# Need help - Convince me to move West



## Tmoney (Jan 14, 2009)

Here's the deal... I'm 28, single, have a good job, and an apartment lease that ends in December.

I fell in love with snowboarding a few years ago, but living in St. Louis I only get about 8 REAL days of snowboarding a year. The rest are spent on my 300ft hill. I think doing a season (or just living in general) somewhere out west would be an amazing experience, but at the same time I feel like I'm starting to get a little old to just drop everything and do it. I imagine most of you will say to go for it, but it's really hard to pull the trigger. 

Anyone here make the move at a similar time in their life? How great of an experience would it be? Worth giving up a great job to do it? 

Thanks for any serious thoughts, opinions, or advice on this.


----------



## CheeseForSteeze (May 11, 2011)

I'm 26 and I'm moving West whenever I can. Some things you just know you need to do. And if you are an outdoors person, there's also lots of other reasons to be out there.

On the other side, I have a well paying job but it's time to move one. And I spent lots of time in Colorado as a kid.

For me, the decision to permanently go is pretty easy.


----------



## WasatchMan (Aug 30, 2011)

Don't have enough energy to convince anybody of anything right now.



But 2 years ago I moved from the beaches of southern california to salt lake city, utah and it was hands down the best decision I have ever made. snowboarding is my life now. it snows so much here it's unbelievable and it's not just any snow, it's some of the best! just the layout of the area is amazing here. the only difference is i made the move EAST for better snow!

I live downtown. 30 minutes from 7 amazing resorts.
here (part) of downtown 



















This was is the middle of May last year...











Also, I am 21 about to turn 22. Didn't have a great job or anything really attaching me to my previous residents before making the move to utah.


----------



## fattrav (Feb 21, 2009)

Tmoney said:


> Here's the deal... I'm 28, single, have a good job, and an apartment lease that ends in December.
> 
> I fell in love with snowboarding a few years ago, but living in St. Louis I only get about 8 REAL days of snowboarding a year. The rest are spent on my 300ft hill. I think doing a season (or just living in general) somewhere out west would be an amazing experience, but at the same time I feel like I'm starting to get a little old to just drop everything and do it. I imagine most of you will say to go for it, but it's really hard to pull the trigger.
> 
> ...


Ok chump, here's the deal on what you want to know. If you dont make this move now, you'll spend the rest of your life wondering if you should have done it and stuff about missed opportunities and whatever. Yes, being a snow carnie pays shit and it won't be a bed of roses, but the people you meet and the times that you have will more than make up for wages. 28 is still young, and you've plenty of years until you need to worry about owning a toyota camry, picket fenced house an all the shit that goes along with it, plus, who cares about a great job really? Great jobs are easy to find. Your not on this planet to have a great job, but a great life.
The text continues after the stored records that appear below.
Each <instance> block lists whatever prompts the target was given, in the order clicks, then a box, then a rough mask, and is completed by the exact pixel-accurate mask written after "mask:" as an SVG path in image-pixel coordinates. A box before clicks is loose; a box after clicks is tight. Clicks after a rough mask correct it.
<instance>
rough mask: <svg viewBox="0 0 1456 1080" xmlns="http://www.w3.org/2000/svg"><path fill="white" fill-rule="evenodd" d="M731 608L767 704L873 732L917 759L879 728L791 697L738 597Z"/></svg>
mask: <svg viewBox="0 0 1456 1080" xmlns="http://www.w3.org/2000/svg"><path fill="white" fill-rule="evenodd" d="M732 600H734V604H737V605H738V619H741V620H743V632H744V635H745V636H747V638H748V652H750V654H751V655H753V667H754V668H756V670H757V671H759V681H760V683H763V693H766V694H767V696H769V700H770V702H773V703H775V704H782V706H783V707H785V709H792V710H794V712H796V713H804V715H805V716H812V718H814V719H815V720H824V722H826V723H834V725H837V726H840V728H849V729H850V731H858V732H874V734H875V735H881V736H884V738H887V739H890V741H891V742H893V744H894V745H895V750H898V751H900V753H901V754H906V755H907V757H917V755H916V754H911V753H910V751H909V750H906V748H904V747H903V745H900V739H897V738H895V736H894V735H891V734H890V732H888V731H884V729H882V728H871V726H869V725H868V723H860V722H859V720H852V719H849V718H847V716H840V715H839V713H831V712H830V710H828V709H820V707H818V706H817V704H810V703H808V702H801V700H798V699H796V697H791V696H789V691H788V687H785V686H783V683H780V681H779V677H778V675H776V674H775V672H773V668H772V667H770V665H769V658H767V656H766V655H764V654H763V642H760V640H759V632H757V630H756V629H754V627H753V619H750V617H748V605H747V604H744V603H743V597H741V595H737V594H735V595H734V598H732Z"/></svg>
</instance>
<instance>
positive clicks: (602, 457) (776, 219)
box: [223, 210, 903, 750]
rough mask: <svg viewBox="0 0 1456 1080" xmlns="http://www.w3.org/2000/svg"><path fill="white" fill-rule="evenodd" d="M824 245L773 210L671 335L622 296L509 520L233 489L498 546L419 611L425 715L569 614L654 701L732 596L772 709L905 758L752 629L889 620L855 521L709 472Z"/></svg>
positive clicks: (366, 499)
My question in reply to your post is: why aren't you packing already?


----------



## Qball (Jun 22, 2010)

There's not any amount of money you could pay me to live on the east coast


----------



## wrathfuldeity (Oct 5, 2007)

Tmon...mmmm a "great job in screwy louie that allows for 8 days of real snowboarding" ...wtf could be better . 

"but at the same time I feel like I'm starting to get a little old to just drop everything and do it". Yup 300 vert u'd be haulin ass...pretty damm excitin fillin up your adult diapers. 

"but it's really hard to pull the trigger"...btw first put gun to head.

Don't move west...it will ruin you....fat wife that nags, 4 kids that are addicted to meth, preggers and living with you and mrs fugly in your upsidedown picket fence house and finding yourself unemployed cause everyone wants to move west.


----------



## Argo (Feb 25, 2010)

Im 34 with a wife, kids, mortgage, good job ...... I left my house andjob behind in tx. I got an equal job in Vail. Found a 2 bedroom condo on the side of Vail mtn and moved out here. My daughter and neice are 18 and going to college so I left them in my house, my 11 y/o is homeschooled here in vail so he can board with me every day till I go to work at 3pm. Don't be such a pussy. Either you wanna do it and you will do it.... or you wont.


----------



## HoboMaster (May 16, 2010)

Qball said:


> There's not any amount of money you could pay me to live on the east coast


QFT, there is nothing appealing about the East Coast if you love the outdoors. Nothing. GTFO of that muggy icepatch.


----------



## mojo maestro (Jan 6, 2009)

If you need convincing.....then maybe the "west" is not for you.


----------



## Tmoney (Jan 14, 2009)

Thanks for the responses. I'm definitely leaning towards doing it, I was just looking for some replies to reinforce that decision... knew I could get them here. 

BTW, I think SLC would be the place I would go if I do this.


----------



## ShredLife (Feb 6, 2010)

fattrav said:


> who cares about a great job really? Great jobs are easy to find. Your not on this planet to have a great job, but a great life.





Qball said:


> There's not any amount of money you could pay me to live on the east coast





Argo said:


> Don't be such a pussy. Either you wanna do it and you will do it.... or you wont.


/lock the motherfuggin thread.


----------



## marcg (Dec 26, 2008)

"The west is the best" - Jim Morrison


----------



## Donutz (May 12, 2010)

Ever been out west? Come visit. End of argument.


----------



## marcdeo (Aug 8, 2011)

LOLOL @ SHREDLIFE - Bang ON!


----------